While some gifts on the Idaho Falls pages are large, others are simple.
“Does anyone here have a good vacuum cleaner we can borrow for today? We really only need it for a couple of hours. Ours is battery operated, and the battery has finally stopped charging,” VanDyke posted Monday.
Someone volunteered the use of their vacuum, while another member quickly offered an extra vacuum to VanDyke for the keeping. They made plans to meet up after work for the exchange.
“One might be inclined to think that nobody will want their used items, but in my experience, there has always been someone who can benefit,” VanDyke said.
The Idaho Falls pages are full of examples of times when something that would normally be thrown out is instead recycled to a neighbor.
“I have a trash bag full of freezer-burnt meat. Some cooked, some raw. Perfect for pet food but way more than my boys will eat. It’s out of the freezer so it needs to be picked up quickly,” wrote a member.
“My pups would love it!” responded another.
Occasionally, members will gift service rather than physical items. Saunders has seen neighbors on Buy Nothing help each other move and even recover from surgery.

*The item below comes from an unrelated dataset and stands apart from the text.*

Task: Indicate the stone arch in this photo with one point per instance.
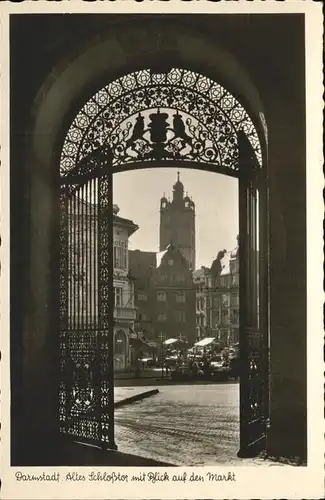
(110, 55)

Another aspect of Buy Nothing that stands out is the way gift recipients are chosen. Most buying and selling pages operate on a first-come, first-served basis. With Buy Nothing, if more than one person would like a gift, those interested can comment or message on why they would they should be chosen for the gift. In Idaho Falls, local chapters are fairly small, and the focus is on finding who could best benefit from an item. Buy Nothing Idaho Falls (East) has 146 members and Buy Nothing Idaho Falls (West) has 102 members.
“The thing that stands out to me the most is how I’ve come to love the principles of Buy Nothing. It’s easy to get caught up in the idea of getting free stuff. But at some point, without even noticing, you morph into a person who just wants to help their neighbors,” VanDyke said. “You want to be compassionate. You want to be understanding and generous. You let go of all the preconceived judgments and start loving people more. It’s quite amazing, actually.”